Habertürk
    Takipde Kalın!
      Günlük gelişmeleri takip edebilmek için habertürk uygulamasını indirin

        SANIRIM biz millet olarak festival çılgınlığına kapıldık. Nerede festival olsa akın akın oraya koşuyoruz. Yanlış anlaşılmasın, hayıflanmıyorum. Bilakis bayılıyorum bu festivallerde yaşanan birlik ve beraberlik durumuna.

        Alaçatı’nın Ot Festivali ve Adana’nın Portakal Çiçeği Karnavalı bu coşkunun en fazla yaşandığı festivallerden.

        Alaçatı ve Adana’nın ardından geçen hafta sonu da Urla’nın Enginar Festivali vardı. Bu yıl üçüncüsü düzenleniyor, benim ikinci katılışım. Bir yılda kat ettiği yolu gözlerimle görmesem inanmazdım. Festivale ilgi muazzam artmış. Uçaklarda, otellerde ve restoranlarda yer bulmak neredeyse imkânsız. Çarşı pazarda adım dahi zor atılıyor. Buna rağmen aksayan hiçbir şey yok. Tıkır tıkır akıyor organizasyon, bunda Belediye Başkanı Sibel Uyar’ın rolü büyük. Her şeyle ve herkesle teker teker ilgileniyor Sibel Hanım.

        Festivalden notlar

        Urla Belediyesi, İzmir Büyükşehir Belediyesi, İzmir Ekonomi Üniversitesi Mutfak Sanatları Bölümü ile Urla’ya gönül verenler tarafından düzenlenen festival, bu yıl 1 milyona yakın ziyaretçiye ev sahipliği yaptı.

        2017 yılında 9 milyon baş enginar üreten Urla’nın sakız enginarının coğrafi işaret tescili için Türk Patent Enstitüsü’ne başvuruldu.

        Suya ve gübreye ihtiyacı olmadan yetişen organik sakız enginarı markası böylece tescil edilmiş oldu.

        65 atölye ve sanat çalışması yapıldı. ‘Dünya Gurme Şehirler’ ağına üye olan Urla’ya, Fransa, Fas, Belçika ve Tunus’tan katılımcılar geldi.

        Cumhuriyet Meydanı’nda gerçekleştirilen ‘Tadım Atölyesi’nde şef Dilek Yetkiner moderatörlüğünde, şef Maksut Aşkar, şef Roland Debuyst ve eğitmen şef Rudolf Van Nunen tarafından pişirilen enginarlı yemekler halka tattırıldı.

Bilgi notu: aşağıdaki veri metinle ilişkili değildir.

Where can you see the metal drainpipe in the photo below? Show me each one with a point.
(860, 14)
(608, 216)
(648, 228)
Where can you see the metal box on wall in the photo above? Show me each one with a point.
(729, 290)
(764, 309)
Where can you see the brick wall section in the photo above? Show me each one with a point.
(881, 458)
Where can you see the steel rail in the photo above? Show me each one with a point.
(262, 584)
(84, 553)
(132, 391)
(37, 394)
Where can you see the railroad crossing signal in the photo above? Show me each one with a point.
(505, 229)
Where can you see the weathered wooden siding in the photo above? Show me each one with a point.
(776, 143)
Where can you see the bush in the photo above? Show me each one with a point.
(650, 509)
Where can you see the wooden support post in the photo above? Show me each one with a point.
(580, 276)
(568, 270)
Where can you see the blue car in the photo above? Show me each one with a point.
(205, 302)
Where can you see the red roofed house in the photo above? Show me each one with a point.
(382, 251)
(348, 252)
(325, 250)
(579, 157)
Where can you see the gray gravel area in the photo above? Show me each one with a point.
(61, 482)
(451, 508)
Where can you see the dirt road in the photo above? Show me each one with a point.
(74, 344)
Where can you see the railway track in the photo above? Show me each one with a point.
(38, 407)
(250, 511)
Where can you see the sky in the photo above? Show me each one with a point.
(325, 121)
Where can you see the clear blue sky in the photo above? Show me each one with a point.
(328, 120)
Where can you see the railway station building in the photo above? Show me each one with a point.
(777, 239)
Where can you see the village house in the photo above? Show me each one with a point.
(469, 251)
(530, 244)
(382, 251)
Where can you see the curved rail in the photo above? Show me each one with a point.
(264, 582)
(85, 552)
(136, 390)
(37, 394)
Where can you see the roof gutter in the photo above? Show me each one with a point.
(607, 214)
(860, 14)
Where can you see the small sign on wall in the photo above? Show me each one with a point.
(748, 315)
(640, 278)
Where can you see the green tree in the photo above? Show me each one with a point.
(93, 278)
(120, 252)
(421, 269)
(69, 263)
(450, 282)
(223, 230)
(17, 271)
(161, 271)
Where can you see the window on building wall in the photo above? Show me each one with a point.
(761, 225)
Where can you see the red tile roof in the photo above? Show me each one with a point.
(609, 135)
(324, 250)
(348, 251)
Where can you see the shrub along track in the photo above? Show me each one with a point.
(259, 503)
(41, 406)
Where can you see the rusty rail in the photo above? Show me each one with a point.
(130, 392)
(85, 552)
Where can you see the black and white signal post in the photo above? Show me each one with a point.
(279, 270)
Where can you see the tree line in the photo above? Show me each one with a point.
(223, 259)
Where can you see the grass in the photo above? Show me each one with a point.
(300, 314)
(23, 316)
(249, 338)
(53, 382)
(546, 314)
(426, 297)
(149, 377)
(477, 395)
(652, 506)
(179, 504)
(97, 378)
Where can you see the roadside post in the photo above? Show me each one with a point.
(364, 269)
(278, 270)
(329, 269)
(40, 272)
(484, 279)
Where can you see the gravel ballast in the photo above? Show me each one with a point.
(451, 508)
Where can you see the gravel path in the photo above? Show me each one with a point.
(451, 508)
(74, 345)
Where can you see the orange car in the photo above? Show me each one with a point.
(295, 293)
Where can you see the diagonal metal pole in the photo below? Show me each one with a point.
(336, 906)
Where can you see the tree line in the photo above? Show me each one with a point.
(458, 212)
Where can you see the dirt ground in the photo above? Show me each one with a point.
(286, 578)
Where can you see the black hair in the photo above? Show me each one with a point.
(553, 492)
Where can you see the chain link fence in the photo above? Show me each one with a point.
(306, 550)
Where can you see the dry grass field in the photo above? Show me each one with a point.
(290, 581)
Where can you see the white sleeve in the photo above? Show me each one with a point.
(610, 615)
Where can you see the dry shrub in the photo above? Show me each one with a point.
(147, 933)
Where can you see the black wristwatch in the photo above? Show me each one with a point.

        Urla Belediyesi Konservatuvarı öğrencileri ilçenin çeşitli noktalarında sokak konserleri verdi.

        Köstem Zeytinyağı Müzesi

        URLA Enginar Festivali’nin bu seneki gala yemeği önceki yıllara nazaran çok daha görkemli ve şıktı. Yemek, dünyanın en büyük zeytinyağı müzesi olan Köstem Zeytinyağı Müzesi’nin büyülü ortamında gerçekleşti.

        Müzenin kurucusu ortopedi ve travmatoloji doktoru İzmirli Levent Köstem. Levent Bey’in hayaliymiş bu müze. Ülkemizde bugüne kadar kurulmuş tüm zeytinyağı ezme sistemlerinin müzede bire bir ölçekte toplanması için yıllarca emek harcamış. Sonunda başarmış ve bu ay itibarıyla açmış müzesini.

        Müzede üç bin yaşında zeytin ağaçlarından tutun tarihin her döneminde kullanılmış envai çeşit sıkım düzeneklerine hatta hâlâ çalışan sabun atölyelerine kadar pek çok şey var zeytine dair.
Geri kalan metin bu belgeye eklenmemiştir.